Another popular dish at the cafe is pho, a Vietnamese soup consisting of bone broth, rice noodles, and thinly sliced meat. While this dish usually takes a significant amount of time to make, Dang has perfected his recipe and execution to be able to keep up with the high demand and constant rush of college students. “What takes 10 to 15 minutes at a restaurant, I’m serving within a minute,” Dang said. “We produce pho faster than McDonald’s can give you a burger. Isn’t that crazy?”
Dang also places a lot of importance on his partnerships with other Asian companies.

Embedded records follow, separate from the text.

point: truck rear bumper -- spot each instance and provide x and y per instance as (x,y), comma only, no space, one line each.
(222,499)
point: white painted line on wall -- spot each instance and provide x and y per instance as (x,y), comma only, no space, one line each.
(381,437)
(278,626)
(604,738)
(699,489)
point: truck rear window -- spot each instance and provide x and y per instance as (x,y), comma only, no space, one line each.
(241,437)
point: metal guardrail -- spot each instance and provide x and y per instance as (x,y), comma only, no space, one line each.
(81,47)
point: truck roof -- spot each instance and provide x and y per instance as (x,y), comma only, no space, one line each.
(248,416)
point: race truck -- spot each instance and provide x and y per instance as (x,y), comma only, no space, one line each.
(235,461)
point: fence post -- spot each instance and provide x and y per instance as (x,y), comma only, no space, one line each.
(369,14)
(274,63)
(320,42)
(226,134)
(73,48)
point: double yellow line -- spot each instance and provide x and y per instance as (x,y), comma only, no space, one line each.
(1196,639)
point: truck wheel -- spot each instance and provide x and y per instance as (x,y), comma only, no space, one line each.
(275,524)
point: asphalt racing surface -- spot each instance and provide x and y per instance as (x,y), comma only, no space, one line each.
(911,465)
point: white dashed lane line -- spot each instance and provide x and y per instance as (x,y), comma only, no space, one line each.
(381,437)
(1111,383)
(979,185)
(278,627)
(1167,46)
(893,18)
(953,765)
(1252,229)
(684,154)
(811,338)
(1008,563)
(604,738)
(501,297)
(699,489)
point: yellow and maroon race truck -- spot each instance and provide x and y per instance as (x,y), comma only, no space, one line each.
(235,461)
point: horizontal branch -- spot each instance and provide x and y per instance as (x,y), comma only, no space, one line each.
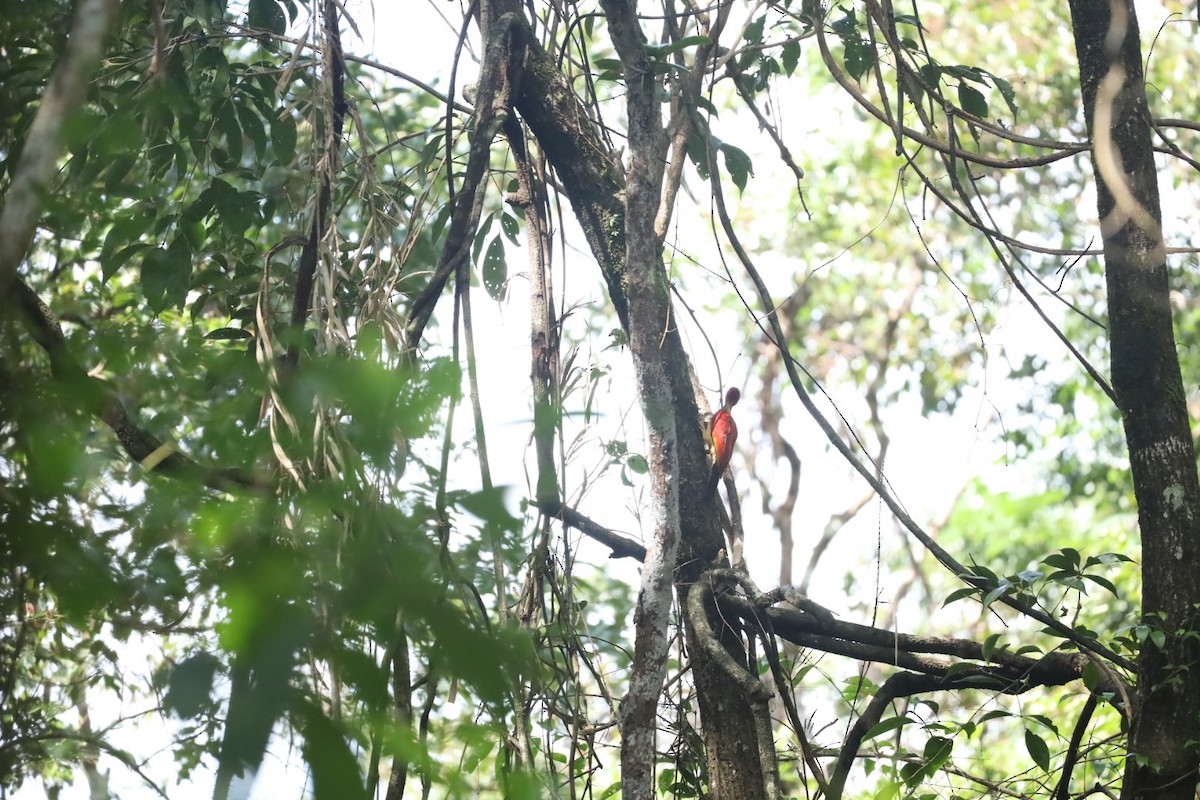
(621,546)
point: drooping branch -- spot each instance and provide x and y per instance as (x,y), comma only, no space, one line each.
(501,78)
(771,324)
(327,167)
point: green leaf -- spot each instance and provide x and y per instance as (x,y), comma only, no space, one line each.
(1038,750)
(190,685)
(510,227)
(959,594)
(1006,91)
(859,58)
(228,334)
(791,55)
(738,164)
(989,645)
(267,14)
(283,137)
(972,101)
(166,275)
(252,126)
(335,770)
(886,726)
(496,269)
(659,50)
(754,30)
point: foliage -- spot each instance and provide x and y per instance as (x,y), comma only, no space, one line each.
(241,462)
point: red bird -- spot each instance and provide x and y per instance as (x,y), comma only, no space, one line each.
(723,433)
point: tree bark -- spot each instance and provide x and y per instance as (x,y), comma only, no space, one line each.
(1146,379)
(595,184)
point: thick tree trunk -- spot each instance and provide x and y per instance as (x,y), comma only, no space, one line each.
(594,184)
(1163,745)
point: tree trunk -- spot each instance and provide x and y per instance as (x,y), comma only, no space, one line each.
(1163,755)
(594,184)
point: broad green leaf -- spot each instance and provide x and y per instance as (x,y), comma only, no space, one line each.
(738,164)
(166,274)
(886,726)
(496,269)
(1038,750)
(972,101)
(267,14)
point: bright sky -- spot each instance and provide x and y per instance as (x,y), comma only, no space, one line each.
(927,463)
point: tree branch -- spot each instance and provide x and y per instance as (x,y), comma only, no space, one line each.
(42,144)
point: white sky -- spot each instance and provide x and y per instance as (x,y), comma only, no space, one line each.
(927,463)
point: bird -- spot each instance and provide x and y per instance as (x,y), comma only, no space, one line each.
(723,433)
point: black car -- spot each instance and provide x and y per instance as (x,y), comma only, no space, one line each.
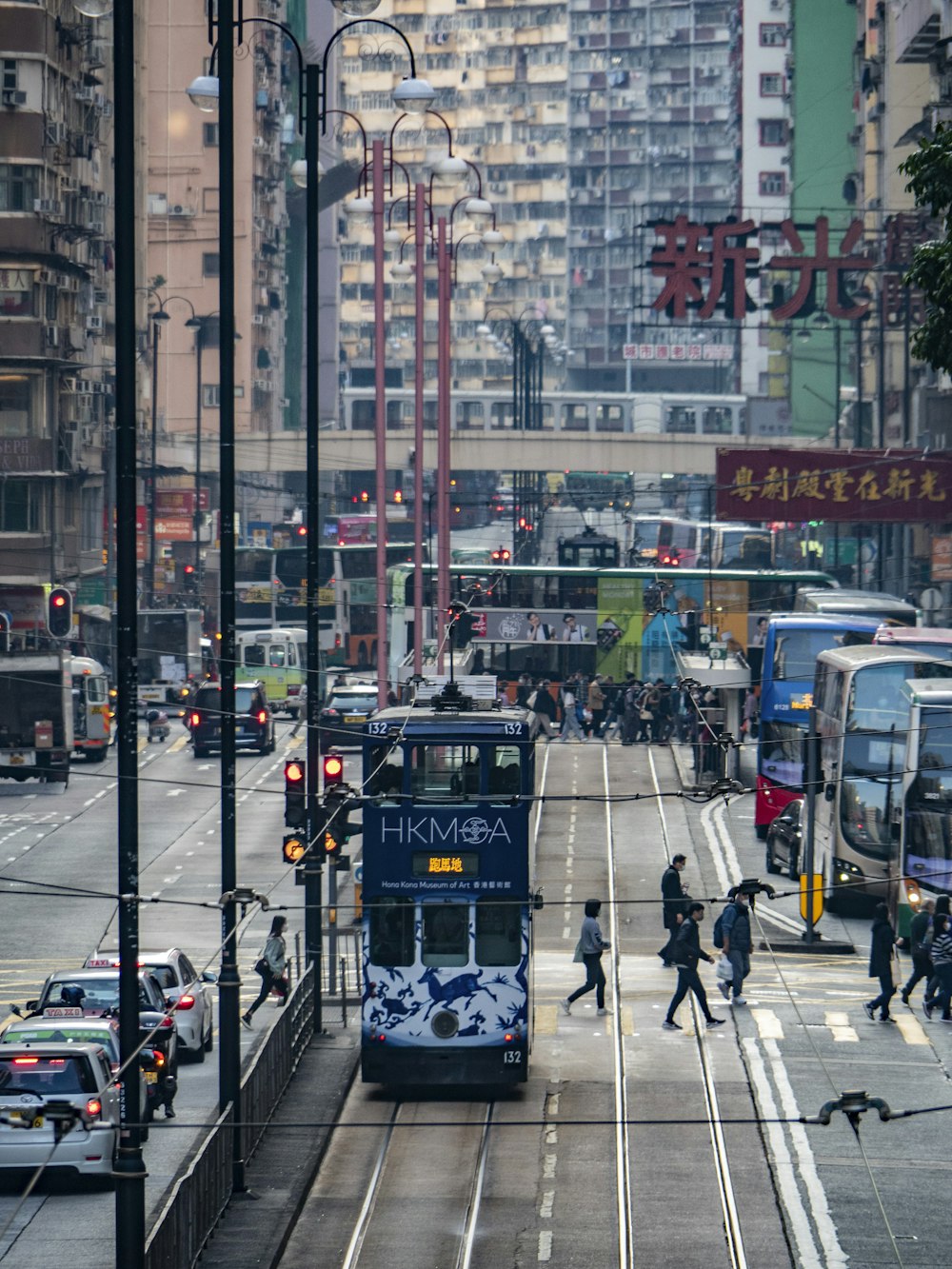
(345,715)
(254,724)
(784,839)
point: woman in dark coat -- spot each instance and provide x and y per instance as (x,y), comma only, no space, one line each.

Dang formed a partnership with Happy Lemon, a Taiwanese tea company that is now available at Cà Phê Đá. “Happy Lemon is a husband-and-wife team that took a chance at a franchise, and I believe in their work, so I partnered up with them,” Dang said. “And now you look around and every table is drinking Happy Lemon bubble tea.”
At Dang Good Wings and Cà Phê Đá, the sriracha is provided by first-generation Vietnamese Americans who created their own company, Fix Hot Sauce, for which Dang is a brand ambassador. “These long-term partnerships bring in a lot of value; it creates an ecosystem that supports one another, especially being Asian entrepreneurs,” Dang said.
Dang first came to UChicago last year to do a Lunar New Year pop-up buffet in Woodlawn Dining Commons. He also held a small cooking class for students. “I’m very fortunate and grateful to be here and be part of the University. It’s a great honor to operate my concepts here at one of the top universities in the country.”
His food has already become a big hit on campus. “As a whole, the students, staff, and faculty here have just been killing it. It’s amazing—the lines around lunchtimes are just nonstop,” Dang said. “We’re just getting our butts kicked, and it’s such a great feeling.”
Dang can be found in the kitchen at Cà Phê Đá almost every day and places particular emphasis on hospitality. “My wife and I are here to greet people and to show our team that everyone that comes here is smiling, and that’s why we’re open. So we have to create this great environment that supports it,” Dang said.
Dang hopes that the UChicago community continues to try his food as an introduction to Vietnamese cuisine. “It’s just really awesome Vietnamese food executed properly,” Dang said. “You just got to come in and give it a shot.”